Over the weekend, I learned the hard way what happens when you deviate from Vmware’s HCL list.
Many months back, I’d decided on HP EX920 1TB NVM drives for my home lab ESXI 6.7 U1 hosts
For reference, the hardware for my hosts is level-set as follows:
HP EliteDesk 800 G3 SFF (not on vmware HCL)
Intel Core i5-6500 CPU – 4 cores / 4 threads (on vmware HCL)
32 GB DDR4 SDRAM
Intel X520 dual port 10 GB nic (on vmware HCL)
Intel quad port NIC i350-T4 (on vmware HCL)
The HP EX920 1 TB NVM drives were installed into of the above ESXi 6.7 hosts U1 hosts a few months back, and were running without issue
Last month, I took 2/3 of the hosts and created a two-node vSan cluster, that’s where the trouble started.
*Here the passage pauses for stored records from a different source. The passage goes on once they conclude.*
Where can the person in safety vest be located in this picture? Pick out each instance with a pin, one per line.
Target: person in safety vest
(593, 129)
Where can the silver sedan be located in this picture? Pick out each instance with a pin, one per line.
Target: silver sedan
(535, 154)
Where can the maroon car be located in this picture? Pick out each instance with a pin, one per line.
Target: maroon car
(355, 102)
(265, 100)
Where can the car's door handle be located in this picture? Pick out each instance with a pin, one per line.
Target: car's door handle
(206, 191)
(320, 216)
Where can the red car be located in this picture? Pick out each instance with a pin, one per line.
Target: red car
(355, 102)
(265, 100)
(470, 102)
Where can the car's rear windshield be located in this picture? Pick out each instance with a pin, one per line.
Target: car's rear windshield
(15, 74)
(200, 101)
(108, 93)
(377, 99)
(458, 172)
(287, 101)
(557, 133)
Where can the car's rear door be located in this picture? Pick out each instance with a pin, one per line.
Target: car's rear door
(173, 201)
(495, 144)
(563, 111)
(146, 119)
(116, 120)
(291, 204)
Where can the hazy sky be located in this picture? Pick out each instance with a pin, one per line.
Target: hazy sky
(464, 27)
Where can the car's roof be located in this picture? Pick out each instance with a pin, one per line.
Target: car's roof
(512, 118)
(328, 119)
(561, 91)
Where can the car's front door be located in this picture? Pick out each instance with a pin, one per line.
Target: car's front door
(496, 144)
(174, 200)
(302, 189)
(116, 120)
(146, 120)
Shortly after creating the vSan cluster, the vmware auto update manager indicated my vSan components were out of date, and required a critical fix. I happily applied ESXi 6.7 U2 to both hosts, on reboot, my NVM drives were gone. After a few minutes of internet searching, I landed here:
https://www.virtuallyghetto.com/2019/05/quick-tip-crucial-nvme-ssd-not-recognized-by-esxi-6-7.html
I followed the work-around in the blog, which was simply to take the NVME.000 driver from an ESXI 6.5 build, copy it to /bootbank and reboot the host. Nice! My NVM drives reappeared. Shortly after completing this step, I ended up removing my vSan config as I needed the hosts to study for some upcoming Citrix cert exams
As of the time of this blog posts, the hosts are just running local storage and I run periodic manual vMotions over 10 GBe (fast!)
Over the weekend, I was running some manual vMotions between the hosts over 10 GBe and noted some very odd behavior:
Attempting to run vMotions of 3 or more VMs from the HP EX920 NVM internally to another SSD in the same host, or to another host’s drive over 10 GBe would result in the HP EX920 going offline approx 5 mins after the vMotion job completed
As I was aware that my NVM driver was taken from an earlier version of ESXi, I decided to repro the issue on various older versions of ESXi. At home, I can provision these HP hosts very quickly, as each is connected to an IP KVM, and I keep spare USB drives. So, I was able to test out ESXi 6.5, ESXi 6.7 GA, ESXI 6.7 U1 and U2 . Once the base ESXI image was installed, I use host profiles to get up and running. Here’s what I found:
Regardless of the ESXI version/build I chose, the issue was easily reproduced. 3+ or more vMotions and the HP EX920 would fall over
In one of my other ESXi hosts, I had a spare Samsung 970 EVO Plus NVM unit. I decided to attempt to repro the issue on the same ESXI versions/builds using this drive, I wasn’t able to! My conclusion, the HP EX920 doesn’t play nice with ESXi 6.5 / 6.7, regardless of which NVM driver you use. Others have reported similar results here and here
- THE GOOD:The issue appears to be isolated to the HP EX920 NVMs
- THE BAD: I own three of the affected units
- THE UGLY: See above
Anyway, I purchased a pair of replacements ; Samsung 970 EVO Plus 1TB NVM
All 3 units have been posted for sale on KIJIJI, the next owner will be explicitly warned not to use them in an ESXi host!